The tremors returned the next morning as the women waited their turn to smoke 5-MeO-DMT, a trip Polanco calls “the slingshot” for the speed and intensity of the experience.
Seconds after her lungs absorbed the toad’s secretions, Juan let out guttural screams and fidgeted on her mat. Bostwick looked panicked and unsure as she shifted from a supine position to a position on all fours. Lombardo-Grosso vomited, gasped and winced violently as a nurse and Lucie grabbed her.
When she regained consciousness, Lombardo-Grosso sat up and began to cry.
“It felt like an exorcism,” she said. “It felt like brimstone rising, black, and now there’s nothing but light.”
That night, Alison Logan, the wife of a Navy explosives disposal expert who was about to divorce, looked dejected. The trips, she said, brought her sadness to the fore but brought no insights or a sense of resolution.
“It felt like a lot of pain with no answers,” she said.
But the other participants said their physical ailments disappeared and their spirits brightened.

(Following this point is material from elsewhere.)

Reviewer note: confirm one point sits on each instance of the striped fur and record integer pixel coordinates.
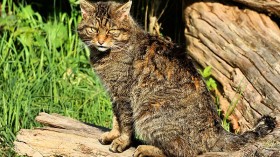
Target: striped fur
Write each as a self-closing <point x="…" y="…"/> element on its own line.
<point x="155" y="89"/>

Bostwick said she was “amazed” but thrilled that her migraines had gone away and that for the first time in a long time she felt a sense of limitless possibility.
“I feel like my body has let go of so much of the anger and frustration and all the little things we’re holding on to,” she said. “I was filled with negativity.”
In the days following the retreat, Juan said she felt “energized and ready to tackle each day head-on.”
Lombardo-Grosso said the retreat helped her make peace with the loss of her mother and turned her outlook on the future from a sense of fear to one of optimism.
“I feel whole,” she said a few days later from her home in Tulsa, Oklahoma. “Nothing is missing anymore.”